Historical Background

From Ada and Güneş's Presentation:

Witchcraft and the supernatural in scene 3 of act 1:
In this scene Shakespeare uses many of the common beliefs of his day about witches:
1.They caused sickness among pigs: “Killing Swine” (line 2, scene 3, act1)
2.They traveled by sea in a sieve (kitchen strainer):”But in a sieve I’ll thither sail”(line 7, scene 3, act1)
3.They were able to take on the form of any animal, but the tail was always missing: “and like a rat without a tail”(line 8, scene 3, act1)
4.They sold winds: “I’ll give thee a wind”(line 10, scene 3, act1)
5.They were protected against their enemies by the cut-off thumb of a ship’s pilot (captain):”Here I have a pilot’s thumb” (line 27, scene 3, act1)
6.They could make a ship take the wrong course but they could neither sink a ship nor kill a man: “Though his bark cannot be lost, yet it shall be tempest-tossed.”(line 23-24, scene 3, act1)

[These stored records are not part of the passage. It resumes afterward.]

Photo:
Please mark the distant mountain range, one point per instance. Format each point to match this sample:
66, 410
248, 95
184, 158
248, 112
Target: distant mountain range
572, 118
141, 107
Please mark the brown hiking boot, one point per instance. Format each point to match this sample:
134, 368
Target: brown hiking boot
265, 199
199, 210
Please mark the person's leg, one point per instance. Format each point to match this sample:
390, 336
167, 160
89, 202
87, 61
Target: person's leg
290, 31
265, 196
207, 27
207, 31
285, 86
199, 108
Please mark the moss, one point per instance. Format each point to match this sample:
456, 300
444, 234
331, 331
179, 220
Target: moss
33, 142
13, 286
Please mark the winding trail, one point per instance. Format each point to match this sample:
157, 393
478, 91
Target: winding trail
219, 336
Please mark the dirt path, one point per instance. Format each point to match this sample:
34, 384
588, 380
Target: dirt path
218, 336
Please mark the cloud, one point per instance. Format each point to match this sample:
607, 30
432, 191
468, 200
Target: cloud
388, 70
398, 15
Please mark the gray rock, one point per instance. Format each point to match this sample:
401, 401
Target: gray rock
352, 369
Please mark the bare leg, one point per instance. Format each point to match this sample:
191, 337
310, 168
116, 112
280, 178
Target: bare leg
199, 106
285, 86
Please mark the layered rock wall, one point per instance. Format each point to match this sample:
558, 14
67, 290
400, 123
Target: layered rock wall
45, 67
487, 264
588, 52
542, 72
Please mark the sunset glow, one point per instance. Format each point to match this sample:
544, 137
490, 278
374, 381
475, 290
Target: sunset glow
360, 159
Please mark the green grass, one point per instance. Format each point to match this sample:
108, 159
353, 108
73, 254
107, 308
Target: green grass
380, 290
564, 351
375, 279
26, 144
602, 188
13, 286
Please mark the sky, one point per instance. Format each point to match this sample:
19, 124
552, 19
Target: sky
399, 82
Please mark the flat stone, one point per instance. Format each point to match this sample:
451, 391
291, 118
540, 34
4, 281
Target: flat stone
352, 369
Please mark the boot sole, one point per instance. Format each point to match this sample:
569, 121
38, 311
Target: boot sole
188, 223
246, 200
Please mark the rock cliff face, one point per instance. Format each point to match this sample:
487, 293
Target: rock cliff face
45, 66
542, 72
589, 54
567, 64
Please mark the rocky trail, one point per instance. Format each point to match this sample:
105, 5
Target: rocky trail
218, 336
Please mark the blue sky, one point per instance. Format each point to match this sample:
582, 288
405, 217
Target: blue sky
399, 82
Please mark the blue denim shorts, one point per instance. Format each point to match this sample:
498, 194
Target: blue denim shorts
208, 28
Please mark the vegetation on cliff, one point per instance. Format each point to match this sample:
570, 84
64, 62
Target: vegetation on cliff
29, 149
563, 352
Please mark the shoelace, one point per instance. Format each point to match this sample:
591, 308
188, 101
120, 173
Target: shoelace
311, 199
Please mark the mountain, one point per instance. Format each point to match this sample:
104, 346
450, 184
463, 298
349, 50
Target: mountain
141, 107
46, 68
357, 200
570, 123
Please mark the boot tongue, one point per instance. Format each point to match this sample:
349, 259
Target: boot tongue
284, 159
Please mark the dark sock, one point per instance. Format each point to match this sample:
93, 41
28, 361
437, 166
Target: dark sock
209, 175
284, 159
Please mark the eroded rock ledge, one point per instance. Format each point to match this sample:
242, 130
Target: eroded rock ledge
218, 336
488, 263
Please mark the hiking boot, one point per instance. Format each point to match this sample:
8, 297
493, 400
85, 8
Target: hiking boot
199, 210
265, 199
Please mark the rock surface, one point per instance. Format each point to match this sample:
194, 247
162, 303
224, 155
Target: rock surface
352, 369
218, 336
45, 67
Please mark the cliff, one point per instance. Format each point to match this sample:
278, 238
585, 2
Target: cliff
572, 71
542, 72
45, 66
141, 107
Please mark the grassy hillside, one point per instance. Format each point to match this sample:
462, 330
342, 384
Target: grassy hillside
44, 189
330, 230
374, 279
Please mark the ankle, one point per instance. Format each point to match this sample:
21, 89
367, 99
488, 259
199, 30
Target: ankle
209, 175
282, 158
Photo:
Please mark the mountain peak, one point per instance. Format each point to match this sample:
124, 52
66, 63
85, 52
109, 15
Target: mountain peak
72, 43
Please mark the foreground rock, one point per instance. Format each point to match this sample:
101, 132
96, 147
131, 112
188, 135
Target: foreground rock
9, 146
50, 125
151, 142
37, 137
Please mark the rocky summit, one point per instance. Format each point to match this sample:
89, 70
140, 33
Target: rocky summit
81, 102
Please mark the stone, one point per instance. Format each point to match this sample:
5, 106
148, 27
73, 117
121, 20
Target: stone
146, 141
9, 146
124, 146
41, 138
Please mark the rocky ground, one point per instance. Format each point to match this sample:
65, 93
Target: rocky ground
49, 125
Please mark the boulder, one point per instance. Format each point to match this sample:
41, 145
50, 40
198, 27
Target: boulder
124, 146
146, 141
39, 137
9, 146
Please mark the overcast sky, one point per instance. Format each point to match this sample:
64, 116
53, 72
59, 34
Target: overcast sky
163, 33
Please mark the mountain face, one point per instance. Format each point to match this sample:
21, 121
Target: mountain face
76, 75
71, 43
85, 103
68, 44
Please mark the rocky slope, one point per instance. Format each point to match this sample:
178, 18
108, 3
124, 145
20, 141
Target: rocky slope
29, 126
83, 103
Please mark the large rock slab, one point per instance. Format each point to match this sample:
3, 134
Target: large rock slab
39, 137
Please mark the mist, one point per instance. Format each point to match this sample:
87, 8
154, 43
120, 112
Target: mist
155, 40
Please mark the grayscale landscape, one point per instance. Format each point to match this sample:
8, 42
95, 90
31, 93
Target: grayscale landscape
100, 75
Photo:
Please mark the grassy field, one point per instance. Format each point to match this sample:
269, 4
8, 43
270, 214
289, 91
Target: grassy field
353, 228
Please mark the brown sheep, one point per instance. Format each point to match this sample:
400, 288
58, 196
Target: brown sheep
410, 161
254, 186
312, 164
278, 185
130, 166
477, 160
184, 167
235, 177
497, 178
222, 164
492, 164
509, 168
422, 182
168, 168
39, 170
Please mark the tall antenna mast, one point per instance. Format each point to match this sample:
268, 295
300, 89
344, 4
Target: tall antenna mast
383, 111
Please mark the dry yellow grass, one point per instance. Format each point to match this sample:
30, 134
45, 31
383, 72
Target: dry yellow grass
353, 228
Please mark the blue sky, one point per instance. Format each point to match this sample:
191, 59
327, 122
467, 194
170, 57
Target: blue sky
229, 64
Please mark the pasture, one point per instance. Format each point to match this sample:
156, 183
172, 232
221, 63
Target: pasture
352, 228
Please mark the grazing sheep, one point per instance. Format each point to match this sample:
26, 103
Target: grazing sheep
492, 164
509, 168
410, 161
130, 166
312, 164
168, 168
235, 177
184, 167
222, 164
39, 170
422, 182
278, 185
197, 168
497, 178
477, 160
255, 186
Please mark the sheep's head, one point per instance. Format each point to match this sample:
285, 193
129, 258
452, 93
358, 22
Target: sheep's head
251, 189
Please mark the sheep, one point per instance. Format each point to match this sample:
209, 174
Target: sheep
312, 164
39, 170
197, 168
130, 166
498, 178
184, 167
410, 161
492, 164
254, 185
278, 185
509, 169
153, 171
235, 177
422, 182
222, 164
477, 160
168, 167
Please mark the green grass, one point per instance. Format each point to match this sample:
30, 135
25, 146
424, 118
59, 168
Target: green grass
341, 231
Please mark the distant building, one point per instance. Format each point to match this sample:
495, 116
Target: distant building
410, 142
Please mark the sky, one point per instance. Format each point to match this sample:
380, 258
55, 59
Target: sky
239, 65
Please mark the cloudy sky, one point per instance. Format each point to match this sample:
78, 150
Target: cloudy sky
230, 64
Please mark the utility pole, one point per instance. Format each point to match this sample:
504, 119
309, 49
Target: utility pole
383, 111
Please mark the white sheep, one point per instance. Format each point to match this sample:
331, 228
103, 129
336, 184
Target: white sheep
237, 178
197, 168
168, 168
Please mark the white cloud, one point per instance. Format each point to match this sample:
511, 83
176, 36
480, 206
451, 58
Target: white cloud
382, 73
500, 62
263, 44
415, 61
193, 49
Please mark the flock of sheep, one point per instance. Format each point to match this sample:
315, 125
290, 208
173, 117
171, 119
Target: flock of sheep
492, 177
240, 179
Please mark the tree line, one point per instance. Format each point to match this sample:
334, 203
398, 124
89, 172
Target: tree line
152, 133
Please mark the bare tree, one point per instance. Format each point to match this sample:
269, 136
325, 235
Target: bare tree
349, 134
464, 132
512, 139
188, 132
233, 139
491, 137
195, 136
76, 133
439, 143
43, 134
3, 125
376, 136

WITCHCRAFT AND THE SUPERNATURAL IN ELIZABETHAN TIMES AND WORKS OF LITERATURE:

“Demonology” mentioned above is a book written by King James after a women had tried to poison him and steal his thoughts. This women was thought to be a witch. “Demonology” is of the many proofs that in the Elizabethan times witches and the supernatural where believed to be real and evil (another example: Reginald Scott’s “A Discovery of Witchcraft”, 1584)

During the Elizabethan era people blamed unexplainable events as the work of witches (frequent outbreaks of the deadly Black Death (Bubonic Plague), other terrible diseases, animal deaths, a bad harvest, fires, curdled food…). Usually women who were old, poor, unprotected and widows; were accused of being witches. And as the fear of witches and witchcraft increased in Europe the Catholic Church included in its definition of witchcraft anyone with knowledge of herbs as 'those who used herbs for cures did so only through a pact with the Devil, either explicit or implicit.'

During the reign of Queen Elizabeth I, The 1562 Elizabethan Witchcraft Act was passed. It was an act against Conjurations Enchantments and Witchcrafts.

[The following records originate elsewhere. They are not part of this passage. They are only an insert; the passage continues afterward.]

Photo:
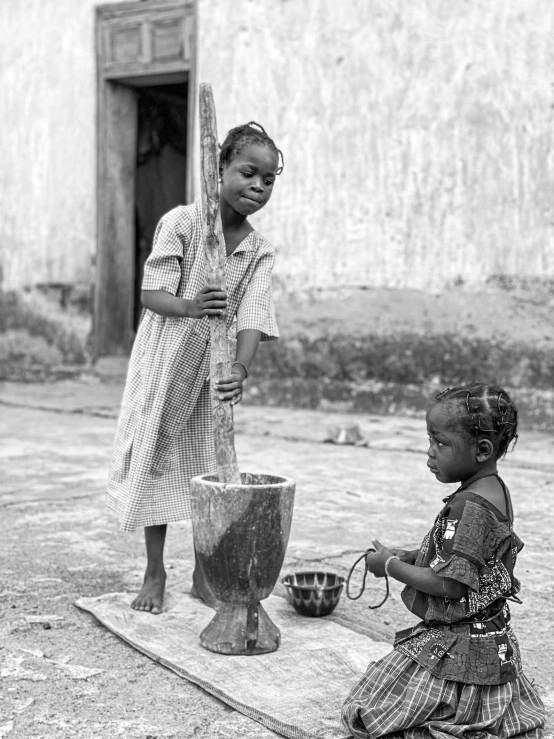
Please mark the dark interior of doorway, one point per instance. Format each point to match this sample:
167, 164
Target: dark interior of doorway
160, 168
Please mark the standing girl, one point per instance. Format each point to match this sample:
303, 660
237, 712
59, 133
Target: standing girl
164, 435
457, 673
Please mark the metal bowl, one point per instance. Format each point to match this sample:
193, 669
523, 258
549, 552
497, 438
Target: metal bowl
313, 593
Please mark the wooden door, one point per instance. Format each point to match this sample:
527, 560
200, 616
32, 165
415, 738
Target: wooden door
137, 44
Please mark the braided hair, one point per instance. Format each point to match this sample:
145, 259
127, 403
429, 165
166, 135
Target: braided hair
242, 136
483, 412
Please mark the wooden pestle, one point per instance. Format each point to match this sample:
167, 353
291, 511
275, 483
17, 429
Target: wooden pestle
220, 362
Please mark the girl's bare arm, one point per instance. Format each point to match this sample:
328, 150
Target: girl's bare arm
210, 301
426, 580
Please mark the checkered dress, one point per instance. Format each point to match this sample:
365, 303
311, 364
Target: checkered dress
164, 433
399, 699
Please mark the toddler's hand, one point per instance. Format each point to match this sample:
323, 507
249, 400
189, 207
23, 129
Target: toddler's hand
375, 561
230, 388
210, 301
405, 555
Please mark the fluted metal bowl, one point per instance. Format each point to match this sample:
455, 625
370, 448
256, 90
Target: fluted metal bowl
313, 593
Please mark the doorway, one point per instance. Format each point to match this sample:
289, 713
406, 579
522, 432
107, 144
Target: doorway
161, 167
145, 122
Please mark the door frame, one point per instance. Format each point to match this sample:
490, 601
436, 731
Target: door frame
150, 42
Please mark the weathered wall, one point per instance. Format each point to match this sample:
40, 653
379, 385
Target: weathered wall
417, 136
47, 140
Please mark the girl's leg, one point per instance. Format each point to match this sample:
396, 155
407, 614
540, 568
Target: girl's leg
151, 595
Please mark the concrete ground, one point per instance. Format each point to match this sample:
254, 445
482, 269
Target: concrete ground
66, 676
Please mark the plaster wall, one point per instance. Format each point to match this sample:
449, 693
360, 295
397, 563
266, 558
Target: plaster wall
418, 137
48, 141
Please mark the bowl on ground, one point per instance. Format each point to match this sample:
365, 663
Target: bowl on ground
313, 593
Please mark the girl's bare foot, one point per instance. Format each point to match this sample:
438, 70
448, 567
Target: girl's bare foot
151, 595
200, 588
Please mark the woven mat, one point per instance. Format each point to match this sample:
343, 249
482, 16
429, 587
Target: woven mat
296, 691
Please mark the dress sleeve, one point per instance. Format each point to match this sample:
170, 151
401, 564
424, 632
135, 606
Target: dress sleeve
256, 309
467, 536
162, 269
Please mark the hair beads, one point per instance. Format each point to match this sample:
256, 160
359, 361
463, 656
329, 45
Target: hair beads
242, 136
485, 412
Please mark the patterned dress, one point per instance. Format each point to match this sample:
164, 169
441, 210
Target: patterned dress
164, 434
457, 673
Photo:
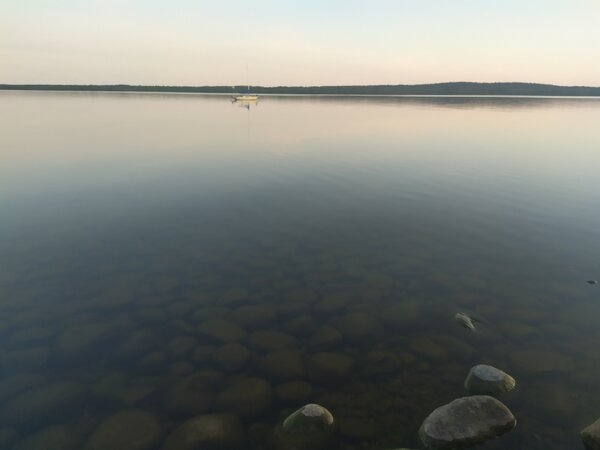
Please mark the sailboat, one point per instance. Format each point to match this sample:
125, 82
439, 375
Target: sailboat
248, 97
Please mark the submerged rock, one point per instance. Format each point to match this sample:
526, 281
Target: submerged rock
326, 338
182, 346
484, 379
231, 357
46, 404
222, 330
329, 367
79, 340
253, 316
540, 361
207, 432
591, 436
333, 303
466, 422
311, 418
248, 397
50, 438
126, 430
282, 365
359, 328
380, 364
401, 314
311, 427
294, 392
266, 340
193, 395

Afterwards Queen Elizabeth I passed a new and harsher witchcraft Law (it did not define sorcery as heresy). Witches convicted of murder by witchcraft were to be executed, but the punishment for witches in England was hanging, not burning at the stake (which was the terrible death that was used in France and Spain). So lesser and lesser crimes relating to witchcraft resulted in the conviction, and torture was no longer allowed as part of the investigatory or punishment procedure for witches.

The attitude of Queen Elizabeth was certainly more lenient than those of her neighbors in France and Spain (Some say this is because of her mother, Anne Boleyn, who had been accused of being a witch).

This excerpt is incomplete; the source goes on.